Gdy tylko Gabriel się pojawił, zabraliśmy go do sali konferencyjnej z Draco, przywódcą smoków i Ariel, przywódczynią czarownic . Przedstawiłam Gabriela gościom i wyjaśniłam im, dlaczego Gabriel tu jest, i opowiedziałam Gabrielowi o wszystkim, co wydarzyło się w ciągu ostatnich dwudziestu czterech godzin. Odchylił się na siedzeniu i powiedział: „Wow. To dużo do przejścia w tak krótkim czasie. Ale, co dobre, teraz odwiedzam kuzyna, kiedy tylko chcę”. Zaczęłam się śmiać, gdy nasi goście wyglądali na zdezorientowanych. Powiedziałam: „Przepraszam, Alfa Gabriel jest kuzynem mojej matki. Byli bardzo blisko, gdy dorastali. Nadal są. Moi rodzice i rodzice Kyry przeprowadzili się tutaj w tym samym czasie, gdy ratowano twoją księżniczkę. Zrobiliśmy to wszystko naraz”. Draco spojrzał na nas wszystkich, jakbyśmy byli szaleni. „To musiało być szalone!” Powiedziałam: „Pomaga, gdy Alfa stada nie przejmuje się swoim stadem. Nawet nie kazał pilnować Księżniczki, ponieważ moja mama powiedziała mu, że jest w śpiączce”. Draco powiedział: „Więc wkradanie się do ich stada nie powinno być problemem”. Powiedziałem: „Jego stado jest rozproszone po całym mieście St. Louis. Każdy atak na jego stado z pewnością zaszkodzi ludziom.
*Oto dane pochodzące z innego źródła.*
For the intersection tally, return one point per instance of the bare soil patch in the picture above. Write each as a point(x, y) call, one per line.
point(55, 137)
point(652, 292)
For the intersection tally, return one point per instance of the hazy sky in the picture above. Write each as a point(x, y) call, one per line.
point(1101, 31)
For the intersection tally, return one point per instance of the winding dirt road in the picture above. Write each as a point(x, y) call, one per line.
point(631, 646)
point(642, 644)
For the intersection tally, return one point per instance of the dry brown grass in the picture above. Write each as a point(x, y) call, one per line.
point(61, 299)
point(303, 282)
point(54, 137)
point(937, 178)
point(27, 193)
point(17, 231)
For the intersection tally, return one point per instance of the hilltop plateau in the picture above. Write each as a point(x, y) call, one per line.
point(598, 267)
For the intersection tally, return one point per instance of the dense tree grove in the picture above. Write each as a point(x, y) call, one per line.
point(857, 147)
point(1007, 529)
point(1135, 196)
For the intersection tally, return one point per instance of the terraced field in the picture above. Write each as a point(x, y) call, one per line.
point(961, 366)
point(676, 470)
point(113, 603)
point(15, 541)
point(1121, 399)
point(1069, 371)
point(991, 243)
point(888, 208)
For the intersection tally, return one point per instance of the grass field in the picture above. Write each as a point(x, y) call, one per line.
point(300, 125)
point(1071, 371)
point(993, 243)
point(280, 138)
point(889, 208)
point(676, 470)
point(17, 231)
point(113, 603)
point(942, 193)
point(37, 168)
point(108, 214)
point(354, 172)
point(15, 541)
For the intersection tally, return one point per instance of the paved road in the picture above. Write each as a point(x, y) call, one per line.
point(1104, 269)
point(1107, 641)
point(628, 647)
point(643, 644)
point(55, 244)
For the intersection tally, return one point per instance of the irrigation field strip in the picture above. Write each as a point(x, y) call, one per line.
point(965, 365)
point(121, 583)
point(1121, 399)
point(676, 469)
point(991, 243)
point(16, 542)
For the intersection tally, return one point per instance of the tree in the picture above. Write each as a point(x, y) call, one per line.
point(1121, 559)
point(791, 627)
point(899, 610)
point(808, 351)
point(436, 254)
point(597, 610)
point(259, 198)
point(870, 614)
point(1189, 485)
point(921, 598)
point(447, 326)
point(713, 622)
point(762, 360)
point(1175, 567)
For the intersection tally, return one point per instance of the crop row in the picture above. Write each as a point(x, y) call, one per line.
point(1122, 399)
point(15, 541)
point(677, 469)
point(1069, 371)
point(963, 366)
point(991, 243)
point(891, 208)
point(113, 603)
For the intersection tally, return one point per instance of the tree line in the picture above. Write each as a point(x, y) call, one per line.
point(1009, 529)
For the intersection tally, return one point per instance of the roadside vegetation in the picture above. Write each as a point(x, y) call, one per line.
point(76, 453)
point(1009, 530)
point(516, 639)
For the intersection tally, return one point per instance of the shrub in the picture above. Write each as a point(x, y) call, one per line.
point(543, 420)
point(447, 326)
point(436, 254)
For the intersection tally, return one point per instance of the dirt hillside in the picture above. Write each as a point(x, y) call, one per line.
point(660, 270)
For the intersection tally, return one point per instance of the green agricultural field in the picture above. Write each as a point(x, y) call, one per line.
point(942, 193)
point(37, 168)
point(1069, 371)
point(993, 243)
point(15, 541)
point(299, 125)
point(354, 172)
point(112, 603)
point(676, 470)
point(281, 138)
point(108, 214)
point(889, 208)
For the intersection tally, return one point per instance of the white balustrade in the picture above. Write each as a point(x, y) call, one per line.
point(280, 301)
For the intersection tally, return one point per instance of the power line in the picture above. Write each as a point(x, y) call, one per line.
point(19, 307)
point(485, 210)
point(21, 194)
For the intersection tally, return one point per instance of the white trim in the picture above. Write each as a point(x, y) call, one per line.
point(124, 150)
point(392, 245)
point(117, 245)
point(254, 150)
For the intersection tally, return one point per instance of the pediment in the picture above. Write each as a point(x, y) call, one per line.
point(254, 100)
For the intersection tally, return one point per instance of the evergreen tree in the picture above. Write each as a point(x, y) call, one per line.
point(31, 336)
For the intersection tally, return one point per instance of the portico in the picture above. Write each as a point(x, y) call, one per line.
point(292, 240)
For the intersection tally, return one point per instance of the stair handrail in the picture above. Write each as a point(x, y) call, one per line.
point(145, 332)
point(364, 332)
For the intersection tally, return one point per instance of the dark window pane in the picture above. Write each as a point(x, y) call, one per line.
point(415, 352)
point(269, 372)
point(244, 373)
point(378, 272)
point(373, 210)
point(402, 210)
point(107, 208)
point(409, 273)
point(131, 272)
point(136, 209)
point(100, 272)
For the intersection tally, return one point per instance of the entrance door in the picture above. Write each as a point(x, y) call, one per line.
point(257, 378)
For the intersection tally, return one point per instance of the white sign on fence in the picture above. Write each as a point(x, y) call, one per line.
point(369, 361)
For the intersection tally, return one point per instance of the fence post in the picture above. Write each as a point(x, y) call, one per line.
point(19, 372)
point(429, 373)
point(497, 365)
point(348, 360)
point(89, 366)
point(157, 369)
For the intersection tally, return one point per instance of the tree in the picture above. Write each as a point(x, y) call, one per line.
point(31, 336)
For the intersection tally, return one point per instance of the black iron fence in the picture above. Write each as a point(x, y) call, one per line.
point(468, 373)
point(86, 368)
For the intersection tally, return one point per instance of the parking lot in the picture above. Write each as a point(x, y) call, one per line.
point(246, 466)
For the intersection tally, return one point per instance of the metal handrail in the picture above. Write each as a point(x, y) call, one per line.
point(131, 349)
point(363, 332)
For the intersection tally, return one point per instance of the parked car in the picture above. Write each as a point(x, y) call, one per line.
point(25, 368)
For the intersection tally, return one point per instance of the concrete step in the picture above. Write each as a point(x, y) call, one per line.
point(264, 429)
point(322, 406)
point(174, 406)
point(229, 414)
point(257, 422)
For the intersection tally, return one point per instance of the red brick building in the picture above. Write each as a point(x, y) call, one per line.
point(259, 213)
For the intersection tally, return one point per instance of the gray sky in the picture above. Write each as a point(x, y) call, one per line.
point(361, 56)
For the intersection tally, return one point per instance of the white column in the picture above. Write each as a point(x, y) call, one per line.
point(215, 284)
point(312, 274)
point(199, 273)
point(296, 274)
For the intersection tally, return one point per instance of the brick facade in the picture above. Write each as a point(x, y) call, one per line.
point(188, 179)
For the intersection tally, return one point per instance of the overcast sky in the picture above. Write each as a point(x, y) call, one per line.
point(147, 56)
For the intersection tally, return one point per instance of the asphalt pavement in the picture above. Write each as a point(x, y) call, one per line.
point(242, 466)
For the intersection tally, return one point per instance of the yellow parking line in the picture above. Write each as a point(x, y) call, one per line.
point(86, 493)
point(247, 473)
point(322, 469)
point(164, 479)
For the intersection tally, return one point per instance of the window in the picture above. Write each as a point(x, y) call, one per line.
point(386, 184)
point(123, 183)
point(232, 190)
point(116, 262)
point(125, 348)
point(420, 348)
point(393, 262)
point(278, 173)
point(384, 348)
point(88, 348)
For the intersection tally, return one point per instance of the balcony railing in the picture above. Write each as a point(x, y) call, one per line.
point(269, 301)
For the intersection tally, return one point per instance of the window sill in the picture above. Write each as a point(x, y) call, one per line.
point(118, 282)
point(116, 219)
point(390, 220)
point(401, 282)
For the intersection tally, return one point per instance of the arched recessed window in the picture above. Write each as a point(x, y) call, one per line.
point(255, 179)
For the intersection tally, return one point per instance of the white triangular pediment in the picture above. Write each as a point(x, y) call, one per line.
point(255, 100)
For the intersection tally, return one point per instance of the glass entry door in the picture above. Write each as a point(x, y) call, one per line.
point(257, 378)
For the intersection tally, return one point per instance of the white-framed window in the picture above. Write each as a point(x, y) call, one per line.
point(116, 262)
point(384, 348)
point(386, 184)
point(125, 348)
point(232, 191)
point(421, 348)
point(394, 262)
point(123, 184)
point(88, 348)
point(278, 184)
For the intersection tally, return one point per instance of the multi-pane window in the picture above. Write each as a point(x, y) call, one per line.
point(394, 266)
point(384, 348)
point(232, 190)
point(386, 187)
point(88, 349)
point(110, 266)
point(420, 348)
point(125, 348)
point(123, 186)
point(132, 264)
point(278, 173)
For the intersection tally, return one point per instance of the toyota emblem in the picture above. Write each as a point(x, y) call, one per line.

Tego nie chcę robić. Moją ostateczną nadzieją jest poprawa relacji z ludźmi, aby czuli się komfortowo w naszym towarzystwie, a my z nimi”.
Draco zgodził się i powiedział: „Wolelibyśmy, żeby ludzie o nas nie wiedzieli. Polowali na nas niemal do wyginięcia trzy wieki temu ”. Powiedziałem: „Teraz może być inaczej. Jest całe pokolenie, które jest zafascynowane waszym gatunkiem. Nie chcieliby niczego bardziej niż poznać was. Ale nikomu nie powiem. Masz moje słowo na to: „Więc jeśli nie chcemy, żeby ludzie cierpieli, to znaczy, że będą musieli przyjść tutaj lub będziemy musieli spotkać się z nimi gdzie indziej”. Daniel powiedział: „Adam wie, że teraz mieszkasz w tym stadzie”. Powiedziałem: „Ale Alpha Dakari nie wierzy słowom Adama w żadnej sprawie. Wie, że byłem w stadzie Gabriela, żeby móc zabić jego siostrzenicę. Myślę, że powinniśmy przenieść wszystkich niekombatantów do drugiego stada. Tamten jeszcze nie miał ataku łotrzyka. Spróbuję porozmawiać z Moon Goddess dziś wieczorem, żeby dowiedzieć się, czy ona wie, czy podpisali już sojusz z wampirami. Ona byłaby tą, która by wiedziała na pewno".